= Tzohar (organization) =

Tzohar Rabbinical Organization (ארגון רבני צהר, Irgun Rabbanei Tzohar) is an Israeli organization of over 800 religious Zionist Orthodox rabbis. It aims to bridge the gaps between religious and secular Jews in Israel.

==History==
The organization was founded after the murder of Prime Minister Yitzhak Rabin in 1995 to help shape the Jewish character of Israel through dialogue and search for common elements of identity across all sectors of Israeli Jewish society.

Its founders are Rabbis Yuval Cherlow, David Stav, Shai Piron, Tzachi Lehman, Elisha Aviner, and Raffi Feurstein.

Tzohar has been supported by the Avi Chai Foundation since its inception.

==Activities==
Tzohar rabbis take a non-judgemental and non-coercive approach, which is an alternative to the Rabbanut, Israel's governmental rabbinic authority. The rabbis of Tzohar participate in various religious activities such as officiating at Jewish weddings, training brides and grooms in the laws of niddah, and running prayer services that are open and welcoming (especially during the High Holy Days).

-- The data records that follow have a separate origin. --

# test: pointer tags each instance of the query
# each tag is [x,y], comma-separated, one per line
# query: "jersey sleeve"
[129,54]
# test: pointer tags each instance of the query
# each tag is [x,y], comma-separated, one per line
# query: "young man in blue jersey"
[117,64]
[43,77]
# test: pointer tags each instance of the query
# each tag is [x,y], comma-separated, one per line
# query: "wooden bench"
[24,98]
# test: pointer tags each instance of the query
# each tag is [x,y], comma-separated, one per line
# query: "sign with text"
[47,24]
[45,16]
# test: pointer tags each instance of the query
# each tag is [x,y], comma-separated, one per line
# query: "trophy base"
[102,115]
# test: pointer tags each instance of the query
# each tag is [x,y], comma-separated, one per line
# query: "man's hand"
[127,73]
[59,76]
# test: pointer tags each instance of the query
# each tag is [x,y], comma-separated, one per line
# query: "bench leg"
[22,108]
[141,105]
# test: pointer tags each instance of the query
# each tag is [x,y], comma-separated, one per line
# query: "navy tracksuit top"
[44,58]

In 2015, Tzohar, along with the Israel Bar Association, introduced a prenuptial agreement meant to help ensure divorcing wives will get a get; under the agreement, the husband commits to paying a high sum of money daily to his spouse in the event of a separation.

==Kashrut==
In 2017, Tzohar opened a private kosher authority in an effort to challenge the monopoly run by the Rabbanut. Tzohar opened their agency after another private organization, Hashgacha Pratit, agreed to close and move their organizational infrastructure over to Tzohar. The head of Hashgacha Pratit, Rabbi Aaron Leibowitz, helped arrange and facilitate the transfer to the new organization, and the head of Hashgacha Pratit, Rabbi Oren Duvduvani, moved across to head the new authority.

By the end of 2018, Tzohar had expanded to take in more than 100 businesses.